Monday, September 12, 2011

Why a Greek Default is Imminent

The 'Helicopter Economics Investing Guide' is meant to help educate people on how to make profitable investing choices in the current economic environment. We have coined this term to describe the current monetary and fiscal policies of the U.S. government, which involve unprecedented money printing. This is the official blog of the New York Investing meetup.

It may only be weeks, if not days, before Greece defaults on its debts. Interest rates and credit default swaps (bond insurance) have hit record levels and are still climbing. Stocks are getting slammed throughout the word, especially EU bank stocks. The Germans appear ready to abandon further attempts at bailing out the debt-ridden country. 

Yields on two-year notes in Greece were above 60% Monday morning -- the highest ever. The yield on the 10-year governments was over 20%. Both rates continue to climb making it more and more difficult for Greece to pay down its enormous pile of debt and requiring larger and larger bailout packages if Greece is to avoid bankruptcy. The market is becoming increasingly skeptical that Greece will survive financially however. The five-year credit default swaps on its government debt were at records highs last Friday and their cost keeps rising as well.

Markets presaged this week's trouble last Friday, with the Dow Industrials down 304 points. Juergen Stark announced he was resigning the ECB's executive board because of its program of buying bonds of the financially troubled EU members. Markets got slammed in Europe and in North America. The damage continued in Asia Sunday night with Hong Kong's Hang Seng down 836 points (4.2%) and the Japanese Nikkei down 202 points (2.3%).  Germany and France were down almost at mini-crash levels (a 5% drop in one day) after their Monday opening, but recovered somewhat by the end of the morning.
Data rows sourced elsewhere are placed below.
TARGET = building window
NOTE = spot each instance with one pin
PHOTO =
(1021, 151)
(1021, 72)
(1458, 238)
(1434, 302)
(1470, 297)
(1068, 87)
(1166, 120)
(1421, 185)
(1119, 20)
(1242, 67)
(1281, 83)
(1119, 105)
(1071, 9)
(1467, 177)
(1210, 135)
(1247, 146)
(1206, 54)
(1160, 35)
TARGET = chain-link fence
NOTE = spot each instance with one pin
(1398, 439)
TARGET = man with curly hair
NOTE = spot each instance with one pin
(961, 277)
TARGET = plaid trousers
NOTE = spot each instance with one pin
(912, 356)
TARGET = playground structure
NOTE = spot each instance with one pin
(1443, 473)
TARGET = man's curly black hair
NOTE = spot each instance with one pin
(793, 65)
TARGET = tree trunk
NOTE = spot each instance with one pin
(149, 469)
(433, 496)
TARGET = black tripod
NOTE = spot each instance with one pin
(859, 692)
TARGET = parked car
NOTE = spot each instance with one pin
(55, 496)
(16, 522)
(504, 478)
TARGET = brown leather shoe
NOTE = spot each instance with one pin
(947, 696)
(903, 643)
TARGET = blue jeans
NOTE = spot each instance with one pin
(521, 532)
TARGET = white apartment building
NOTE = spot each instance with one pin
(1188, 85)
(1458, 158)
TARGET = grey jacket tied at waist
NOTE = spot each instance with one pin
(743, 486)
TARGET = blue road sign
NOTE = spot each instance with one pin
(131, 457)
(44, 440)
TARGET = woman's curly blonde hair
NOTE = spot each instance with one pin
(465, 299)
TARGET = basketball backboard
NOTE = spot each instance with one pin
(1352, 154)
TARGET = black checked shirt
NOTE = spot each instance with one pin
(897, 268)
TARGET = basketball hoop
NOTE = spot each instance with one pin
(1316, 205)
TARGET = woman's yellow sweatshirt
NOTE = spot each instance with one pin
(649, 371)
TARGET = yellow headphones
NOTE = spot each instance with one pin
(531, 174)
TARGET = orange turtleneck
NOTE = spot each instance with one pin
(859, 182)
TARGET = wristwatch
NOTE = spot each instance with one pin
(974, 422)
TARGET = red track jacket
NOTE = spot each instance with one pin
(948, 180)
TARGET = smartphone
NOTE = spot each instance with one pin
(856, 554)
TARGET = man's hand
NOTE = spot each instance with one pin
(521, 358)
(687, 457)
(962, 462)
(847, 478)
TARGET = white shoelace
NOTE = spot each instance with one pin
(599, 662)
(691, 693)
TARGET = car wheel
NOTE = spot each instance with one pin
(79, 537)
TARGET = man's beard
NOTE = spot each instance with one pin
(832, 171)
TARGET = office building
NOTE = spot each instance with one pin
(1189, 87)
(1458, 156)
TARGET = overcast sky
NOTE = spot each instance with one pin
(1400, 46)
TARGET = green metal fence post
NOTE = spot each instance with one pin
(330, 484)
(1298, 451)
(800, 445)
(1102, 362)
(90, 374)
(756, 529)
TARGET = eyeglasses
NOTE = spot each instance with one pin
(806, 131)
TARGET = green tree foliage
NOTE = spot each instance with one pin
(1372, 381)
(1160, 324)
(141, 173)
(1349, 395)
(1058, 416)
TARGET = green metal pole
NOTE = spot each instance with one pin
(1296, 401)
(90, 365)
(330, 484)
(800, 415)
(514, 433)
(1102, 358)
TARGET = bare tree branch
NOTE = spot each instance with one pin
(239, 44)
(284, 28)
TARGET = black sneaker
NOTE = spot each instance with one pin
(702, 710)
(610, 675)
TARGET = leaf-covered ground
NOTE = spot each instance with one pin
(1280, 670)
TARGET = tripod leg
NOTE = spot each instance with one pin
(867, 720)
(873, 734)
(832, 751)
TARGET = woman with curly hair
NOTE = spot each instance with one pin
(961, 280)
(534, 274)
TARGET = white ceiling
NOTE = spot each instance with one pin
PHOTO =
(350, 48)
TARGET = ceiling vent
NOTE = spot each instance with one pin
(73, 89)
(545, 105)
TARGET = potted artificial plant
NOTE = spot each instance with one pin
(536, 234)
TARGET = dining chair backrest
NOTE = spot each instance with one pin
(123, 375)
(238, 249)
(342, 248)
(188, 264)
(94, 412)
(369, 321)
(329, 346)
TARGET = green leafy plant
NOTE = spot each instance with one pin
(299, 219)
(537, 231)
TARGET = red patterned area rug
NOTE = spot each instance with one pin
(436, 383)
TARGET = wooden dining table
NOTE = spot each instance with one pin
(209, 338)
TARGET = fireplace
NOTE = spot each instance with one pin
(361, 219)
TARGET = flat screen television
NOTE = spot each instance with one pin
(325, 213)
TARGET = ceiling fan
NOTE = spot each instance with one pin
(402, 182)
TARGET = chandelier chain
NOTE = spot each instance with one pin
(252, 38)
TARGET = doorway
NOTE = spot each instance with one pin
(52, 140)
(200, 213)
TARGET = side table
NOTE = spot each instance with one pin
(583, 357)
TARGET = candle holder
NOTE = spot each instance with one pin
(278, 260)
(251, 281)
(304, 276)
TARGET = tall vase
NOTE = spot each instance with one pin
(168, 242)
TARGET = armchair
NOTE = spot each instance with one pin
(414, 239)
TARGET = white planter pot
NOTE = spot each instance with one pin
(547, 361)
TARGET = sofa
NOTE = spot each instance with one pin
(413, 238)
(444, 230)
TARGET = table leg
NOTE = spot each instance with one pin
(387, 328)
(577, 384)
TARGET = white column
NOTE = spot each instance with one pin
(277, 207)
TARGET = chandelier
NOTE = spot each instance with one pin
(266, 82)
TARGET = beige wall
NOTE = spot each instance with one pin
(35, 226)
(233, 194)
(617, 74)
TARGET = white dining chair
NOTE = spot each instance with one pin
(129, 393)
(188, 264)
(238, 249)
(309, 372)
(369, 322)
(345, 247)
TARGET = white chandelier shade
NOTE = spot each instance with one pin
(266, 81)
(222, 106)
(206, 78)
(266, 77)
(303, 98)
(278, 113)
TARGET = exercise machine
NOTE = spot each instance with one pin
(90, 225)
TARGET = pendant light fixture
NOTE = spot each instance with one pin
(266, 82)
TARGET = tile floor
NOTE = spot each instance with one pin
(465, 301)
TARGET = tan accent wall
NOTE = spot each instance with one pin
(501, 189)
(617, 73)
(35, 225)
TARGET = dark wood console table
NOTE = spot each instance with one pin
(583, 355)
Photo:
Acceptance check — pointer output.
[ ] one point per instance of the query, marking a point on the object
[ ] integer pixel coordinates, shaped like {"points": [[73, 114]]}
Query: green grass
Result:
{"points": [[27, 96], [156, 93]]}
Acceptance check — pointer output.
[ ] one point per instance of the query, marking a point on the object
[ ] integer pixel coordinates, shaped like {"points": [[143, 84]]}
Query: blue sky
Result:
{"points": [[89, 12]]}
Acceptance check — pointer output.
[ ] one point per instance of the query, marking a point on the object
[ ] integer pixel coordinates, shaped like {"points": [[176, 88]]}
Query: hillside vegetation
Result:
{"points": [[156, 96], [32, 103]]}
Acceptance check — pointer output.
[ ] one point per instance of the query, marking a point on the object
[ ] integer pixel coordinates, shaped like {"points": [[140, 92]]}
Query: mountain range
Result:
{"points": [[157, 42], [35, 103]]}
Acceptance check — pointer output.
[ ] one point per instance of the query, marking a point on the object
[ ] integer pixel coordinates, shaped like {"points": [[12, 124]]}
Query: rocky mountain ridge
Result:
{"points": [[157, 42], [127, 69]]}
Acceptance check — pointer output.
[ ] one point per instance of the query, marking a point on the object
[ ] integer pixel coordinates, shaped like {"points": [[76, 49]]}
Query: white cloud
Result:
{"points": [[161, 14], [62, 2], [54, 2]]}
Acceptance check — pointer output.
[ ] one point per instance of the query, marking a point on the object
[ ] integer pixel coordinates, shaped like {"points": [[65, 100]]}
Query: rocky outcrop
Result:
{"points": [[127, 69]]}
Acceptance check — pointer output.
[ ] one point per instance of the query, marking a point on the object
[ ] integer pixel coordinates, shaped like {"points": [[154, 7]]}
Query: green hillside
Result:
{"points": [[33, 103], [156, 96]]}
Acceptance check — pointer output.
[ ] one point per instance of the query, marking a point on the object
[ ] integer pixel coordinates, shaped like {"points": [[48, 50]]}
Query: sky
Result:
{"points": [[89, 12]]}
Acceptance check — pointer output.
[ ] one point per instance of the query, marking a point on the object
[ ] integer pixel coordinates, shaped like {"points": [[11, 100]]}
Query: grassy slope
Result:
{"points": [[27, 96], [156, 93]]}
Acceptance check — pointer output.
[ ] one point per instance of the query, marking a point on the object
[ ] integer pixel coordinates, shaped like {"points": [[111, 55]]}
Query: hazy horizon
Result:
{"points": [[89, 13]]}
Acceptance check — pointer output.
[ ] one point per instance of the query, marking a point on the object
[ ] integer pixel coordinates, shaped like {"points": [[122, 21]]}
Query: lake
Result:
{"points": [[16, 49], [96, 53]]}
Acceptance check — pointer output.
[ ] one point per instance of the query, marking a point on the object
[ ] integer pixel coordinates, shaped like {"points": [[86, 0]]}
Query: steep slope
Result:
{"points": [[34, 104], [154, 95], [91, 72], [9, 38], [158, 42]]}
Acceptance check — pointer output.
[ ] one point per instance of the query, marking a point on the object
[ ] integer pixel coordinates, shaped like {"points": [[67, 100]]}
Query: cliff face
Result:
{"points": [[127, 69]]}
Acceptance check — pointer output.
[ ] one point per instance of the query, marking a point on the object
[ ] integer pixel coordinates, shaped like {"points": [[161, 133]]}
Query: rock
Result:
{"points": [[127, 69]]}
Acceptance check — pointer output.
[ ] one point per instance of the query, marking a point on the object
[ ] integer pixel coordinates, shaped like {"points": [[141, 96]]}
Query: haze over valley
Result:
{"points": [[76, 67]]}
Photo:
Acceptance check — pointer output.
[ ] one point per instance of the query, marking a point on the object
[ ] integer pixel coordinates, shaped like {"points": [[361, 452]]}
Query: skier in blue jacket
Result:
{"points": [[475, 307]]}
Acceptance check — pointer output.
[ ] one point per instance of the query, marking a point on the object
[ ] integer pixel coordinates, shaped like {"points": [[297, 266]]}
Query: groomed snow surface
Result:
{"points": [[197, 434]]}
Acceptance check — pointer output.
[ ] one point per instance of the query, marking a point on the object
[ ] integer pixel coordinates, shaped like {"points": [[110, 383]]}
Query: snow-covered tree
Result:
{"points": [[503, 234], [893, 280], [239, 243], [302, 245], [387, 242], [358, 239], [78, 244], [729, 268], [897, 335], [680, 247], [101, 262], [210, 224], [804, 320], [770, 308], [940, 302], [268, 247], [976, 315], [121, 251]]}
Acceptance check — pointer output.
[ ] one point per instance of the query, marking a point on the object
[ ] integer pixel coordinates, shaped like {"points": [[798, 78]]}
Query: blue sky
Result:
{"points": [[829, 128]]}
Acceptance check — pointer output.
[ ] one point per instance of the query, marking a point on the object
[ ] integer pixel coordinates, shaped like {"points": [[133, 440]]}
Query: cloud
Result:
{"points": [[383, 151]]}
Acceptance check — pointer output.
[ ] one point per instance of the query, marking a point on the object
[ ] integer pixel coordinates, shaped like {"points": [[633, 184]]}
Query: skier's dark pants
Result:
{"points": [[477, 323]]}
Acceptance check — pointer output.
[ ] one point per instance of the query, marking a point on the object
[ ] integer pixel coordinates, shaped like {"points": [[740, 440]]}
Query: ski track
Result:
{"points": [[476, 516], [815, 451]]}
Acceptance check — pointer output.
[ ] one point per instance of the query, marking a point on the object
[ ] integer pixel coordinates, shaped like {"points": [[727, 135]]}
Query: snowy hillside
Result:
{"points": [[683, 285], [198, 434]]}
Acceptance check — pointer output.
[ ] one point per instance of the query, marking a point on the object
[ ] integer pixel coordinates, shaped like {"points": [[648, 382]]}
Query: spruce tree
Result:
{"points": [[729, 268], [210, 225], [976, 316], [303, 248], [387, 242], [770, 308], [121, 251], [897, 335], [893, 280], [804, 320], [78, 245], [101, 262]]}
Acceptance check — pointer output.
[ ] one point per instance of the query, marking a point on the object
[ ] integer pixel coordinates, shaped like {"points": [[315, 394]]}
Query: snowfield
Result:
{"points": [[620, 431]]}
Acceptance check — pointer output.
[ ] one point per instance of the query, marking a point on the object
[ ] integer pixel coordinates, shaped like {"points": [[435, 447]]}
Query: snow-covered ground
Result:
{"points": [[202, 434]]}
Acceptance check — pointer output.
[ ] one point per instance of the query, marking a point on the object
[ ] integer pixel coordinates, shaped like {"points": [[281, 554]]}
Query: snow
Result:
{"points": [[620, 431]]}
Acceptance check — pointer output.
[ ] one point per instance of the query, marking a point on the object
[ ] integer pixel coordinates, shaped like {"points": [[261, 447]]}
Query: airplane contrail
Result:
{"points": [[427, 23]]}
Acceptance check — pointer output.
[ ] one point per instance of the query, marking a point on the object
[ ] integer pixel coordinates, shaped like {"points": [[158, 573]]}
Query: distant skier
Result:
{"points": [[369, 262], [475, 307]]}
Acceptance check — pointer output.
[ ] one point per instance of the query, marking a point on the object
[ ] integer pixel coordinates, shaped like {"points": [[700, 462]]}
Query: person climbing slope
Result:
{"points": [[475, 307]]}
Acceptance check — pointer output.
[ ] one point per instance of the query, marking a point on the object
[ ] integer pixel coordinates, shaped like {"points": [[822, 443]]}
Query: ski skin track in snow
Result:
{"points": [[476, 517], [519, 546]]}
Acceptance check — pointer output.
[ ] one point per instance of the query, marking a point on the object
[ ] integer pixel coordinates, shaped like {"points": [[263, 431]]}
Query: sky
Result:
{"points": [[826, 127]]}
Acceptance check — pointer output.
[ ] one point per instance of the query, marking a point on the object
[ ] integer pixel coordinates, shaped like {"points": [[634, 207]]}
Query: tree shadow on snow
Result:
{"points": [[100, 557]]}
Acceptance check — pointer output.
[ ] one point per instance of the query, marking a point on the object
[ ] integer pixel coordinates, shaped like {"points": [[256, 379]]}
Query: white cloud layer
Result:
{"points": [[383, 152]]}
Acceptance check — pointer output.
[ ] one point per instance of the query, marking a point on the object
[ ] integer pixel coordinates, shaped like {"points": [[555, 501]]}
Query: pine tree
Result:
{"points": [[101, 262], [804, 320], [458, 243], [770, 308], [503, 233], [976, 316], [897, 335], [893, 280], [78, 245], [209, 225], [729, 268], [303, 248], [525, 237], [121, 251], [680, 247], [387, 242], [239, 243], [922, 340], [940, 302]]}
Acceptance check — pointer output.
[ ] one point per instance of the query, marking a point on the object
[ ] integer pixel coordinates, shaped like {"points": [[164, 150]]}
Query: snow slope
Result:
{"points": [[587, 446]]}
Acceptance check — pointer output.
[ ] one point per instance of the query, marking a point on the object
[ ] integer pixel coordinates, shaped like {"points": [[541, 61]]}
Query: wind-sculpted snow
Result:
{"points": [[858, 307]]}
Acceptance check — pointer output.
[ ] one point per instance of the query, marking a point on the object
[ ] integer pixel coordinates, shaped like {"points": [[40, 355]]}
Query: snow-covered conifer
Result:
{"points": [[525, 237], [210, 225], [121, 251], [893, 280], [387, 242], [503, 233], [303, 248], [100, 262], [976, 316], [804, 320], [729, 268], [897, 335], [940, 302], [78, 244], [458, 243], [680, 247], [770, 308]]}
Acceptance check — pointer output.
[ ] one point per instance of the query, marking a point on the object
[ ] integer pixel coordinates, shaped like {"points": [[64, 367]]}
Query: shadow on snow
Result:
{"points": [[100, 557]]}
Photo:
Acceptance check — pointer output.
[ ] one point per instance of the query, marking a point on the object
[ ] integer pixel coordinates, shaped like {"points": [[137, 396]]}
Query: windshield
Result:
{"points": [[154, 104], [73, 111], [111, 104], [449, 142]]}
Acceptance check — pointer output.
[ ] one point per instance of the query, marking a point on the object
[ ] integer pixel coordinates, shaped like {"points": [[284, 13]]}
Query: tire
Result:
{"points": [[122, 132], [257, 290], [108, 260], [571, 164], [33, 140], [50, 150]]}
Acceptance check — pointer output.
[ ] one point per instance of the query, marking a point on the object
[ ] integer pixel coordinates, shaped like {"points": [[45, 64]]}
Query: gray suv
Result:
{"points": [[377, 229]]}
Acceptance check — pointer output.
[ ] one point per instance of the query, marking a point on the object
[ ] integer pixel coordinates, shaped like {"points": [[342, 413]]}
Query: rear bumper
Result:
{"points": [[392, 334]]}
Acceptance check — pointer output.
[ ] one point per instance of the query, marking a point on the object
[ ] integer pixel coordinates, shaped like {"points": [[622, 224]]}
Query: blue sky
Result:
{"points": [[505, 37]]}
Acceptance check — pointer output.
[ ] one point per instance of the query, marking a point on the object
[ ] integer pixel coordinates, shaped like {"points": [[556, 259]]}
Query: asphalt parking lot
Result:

As of last Friday, the German DAX had fallen approximately one-third (33%) from its highs earlier in 2011.

Bank stocks are bearing the brunt of the selloff in EU markets.  Major banks such as Deutsche Bank, BNP Paribas and Société Générale were down in the 10% range. Outside of Greece, German and French banks are the most exposed to Greek debt. German banks have more exposure to Greek government debt (the debt that wouldn't be paid off in the event of a default), while French banks have more exposure to commercial loans to Greek businesses. Reports indicate that BNP Paribas, Société Générale and Credit Agricole may have their credit ratings lowered by Moody's this week. Credit default swaps on some major European banks are also rising to record high levels.

The Germans appear ready to throw in the towel on the second Greek rescue package. Officials have increasingly been making statements that indicate that Greece must meet its targets for deficit reduction if further bailout payments are to be made. It is highly unlikely this will happen. Nevertheless, the Greek Finance Minister stated over the weekend that Greece was committed to the "full implementation" of the terms of the second bailout. He dismissed rumors of a possible default. Of course, so did the CEOs of Enron and Bear Stearns days before their companies imploded.

Disclosure:  None

Daryl Montgomery
Author: "Inflation Investing - A Guide for the 2010s"
Organizer, New York Investing

This posting is editorial opinion. There is no intention to endorse the purchase or sale of any security.